Projekt SCR-Alterungsmechanismen (IGF):
Hydrothermale Langzeitstabilität von SCR-Katalysatoren zur effizienten NOx-Minderung bei mobilen und stationären THG-neutralen H2- und NH3-Magermotoren
(laufend)
Das Alterungsverhalten von state-of-the-art SCR-Katalysatoren (selektive katalytische Reduktion) wie Cu-Zeolithe, Fe-Zeolithe und VWT in den Abgasen von H2- und NH3-Verbrennungsmotoren muss bewertet werden.

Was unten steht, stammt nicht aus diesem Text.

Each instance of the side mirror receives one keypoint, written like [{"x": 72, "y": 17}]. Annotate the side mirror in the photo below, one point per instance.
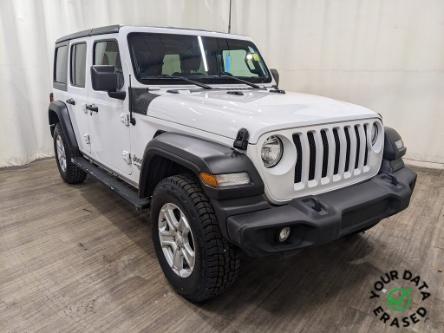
[
  {"x": 275, "y": 74},
  {"x": 104, "y": 78}
]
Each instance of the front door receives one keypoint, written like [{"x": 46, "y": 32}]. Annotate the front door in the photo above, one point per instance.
[
  {"x": 110, "y": 136},
  {"x": 77, "y": 95}
]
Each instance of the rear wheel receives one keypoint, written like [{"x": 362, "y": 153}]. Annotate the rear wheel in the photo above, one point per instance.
[
  {"x": 70, "y": 173},
  {"x": 195, "y": 258}
]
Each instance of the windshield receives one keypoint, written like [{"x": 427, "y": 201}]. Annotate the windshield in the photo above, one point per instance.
[{"x": 164, "y": 58}]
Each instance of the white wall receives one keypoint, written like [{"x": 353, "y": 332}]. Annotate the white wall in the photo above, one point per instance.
[{"x": 385, "y": 54}]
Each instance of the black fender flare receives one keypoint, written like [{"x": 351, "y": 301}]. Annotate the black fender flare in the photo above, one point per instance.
[
  {"x": 199, "y": 155},
  {"x": 58, "y": 113}
]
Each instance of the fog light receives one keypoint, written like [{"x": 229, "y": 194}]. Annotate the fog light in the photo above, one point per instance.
[{"x": 284, "y": 234}]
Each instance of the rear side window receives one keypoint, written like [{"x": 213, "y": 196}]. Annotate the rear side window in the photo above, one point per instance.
[
  {"x": 61, "y": 64},
  {"x": 78, "y": 64},
  {"x": 106, "y": 52}
]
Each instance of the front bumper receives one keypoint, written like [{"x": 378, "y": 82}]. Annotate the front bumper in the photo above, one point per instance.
[{"x": 322, "y": 218}]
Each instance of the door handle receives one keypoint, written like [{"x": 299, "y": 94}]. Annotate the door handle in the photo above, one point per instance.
[{"x": 92, "y": 108}]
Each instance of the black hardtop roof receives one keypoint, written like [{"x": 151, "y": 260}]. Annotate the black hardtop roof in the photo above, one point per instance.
[{"x": 109, "y": 29}]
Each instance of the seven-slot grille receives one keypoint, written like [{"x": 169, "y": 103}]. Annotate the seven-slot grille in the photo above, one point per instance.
[{"x": 331, "y": 153}]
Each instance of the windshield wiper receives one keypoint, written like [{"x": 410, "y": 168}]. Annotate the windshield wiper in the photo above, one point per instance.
[
  {"x": 251, "y": 84},
  {"x": 178, "y": 77},
  {"x": 186, "y": 79}
]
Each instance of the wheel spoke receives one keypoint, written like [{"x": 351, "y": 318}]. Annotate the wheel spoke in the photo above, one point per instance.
[
  {"x": 188, "y": 254},
  {"x": 171, "y": 218},
  {"x": 177, "y": 259},
  {"x": 167, "y": 239}
]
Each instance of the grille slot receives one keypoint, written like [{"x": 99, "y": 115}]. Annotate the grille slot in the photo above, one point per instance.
[
  {"x": 331, "y": 153},
  {"x": 325, "y": 155},
  {"x": 298, "y": 167},
  {"x": 312, "y": 146}
]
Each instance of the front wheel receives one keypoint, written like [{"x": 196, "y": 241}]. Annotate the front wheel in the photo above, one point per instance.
[
  {"x": 195, "y": 258},
  {"x": 70, "y": 172}
]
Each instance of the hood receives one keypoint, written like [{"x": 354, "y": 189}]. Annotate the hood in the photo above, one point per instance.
[{"x": 259, "y": 111}]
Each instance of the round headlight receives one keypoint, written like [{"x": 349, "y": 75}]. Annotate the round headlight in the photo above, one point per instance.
[
  {"x": 272, "y": 151},
  {"x": 375, "y": 132}
]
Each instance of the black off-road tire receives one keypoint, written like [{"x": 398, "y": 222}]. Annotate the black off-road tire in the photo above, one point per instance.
[
  {"x": 216, "y": 261},
  {"x": 71, "y": 174}
]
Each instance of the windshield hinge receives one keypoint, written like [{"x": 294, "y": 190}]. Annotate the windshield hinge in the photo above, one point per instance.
[{"x": 241, "y": 141}]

Eine besondere Herausforderung für die Langzeitstabilität der SCR-Katalysatoren ist der im Vergleich zu Diesel und Benzin höhere H2O-Gehalt dieser Abgasarten, der möglicherweise zu einer verstärkten hydrothermalen Zersetzung und Auswaschung führt. Das Projekt zielt darauf ab, die Langzeitstabilität sowie die Alterungsmechanismen der aktuellen SCR-Katalysatortechnologien im Zusammenhang mit Verbrennungsmotoren, die mit diesen nachhaltigen Kraftstoffen betrieben werden, aufzuklären. Die Katalysatoren stammen aus handelsüblichen Monolithen und werden in Form von 1’’x 2’’-Kernen untersucht. Die Gaszusammensetzungen während des Alterungsprozesses beziehen sich auf die spezifischen H2O- und O2-Gehalte der H2- und NH3-Verbrennungsmotoren. Der Alterungsprozess wird bei relevanten Temperaturen und für unterschiedliche Betriebszeiten durchgeführt. Nach jedem Alterungsschritt werden die Mini-Monolithen unter Verwendung realistischer Modellabgase auf ihre Standard- und Schnell-SCR-Aktivität getestet. Es wird eine umfassende physikalisch-chemische Charakterisierung der Katalysatoren aus dem Labor durchgeführt, ergänzt durch spezielle Untersuchungen für Katalysatoren, die auf dem Motorprüfstand gealtert werden. Als Ergebnis des Projekts werden Randbedingungen für die Langzeitleistung der aktuellen SCR-Katalysatortechnologien zur Erreichung der Emissionsziele definiert und Gegenstrategien hinsichtlich der Katalysatorformulierungen vorgeschlagen.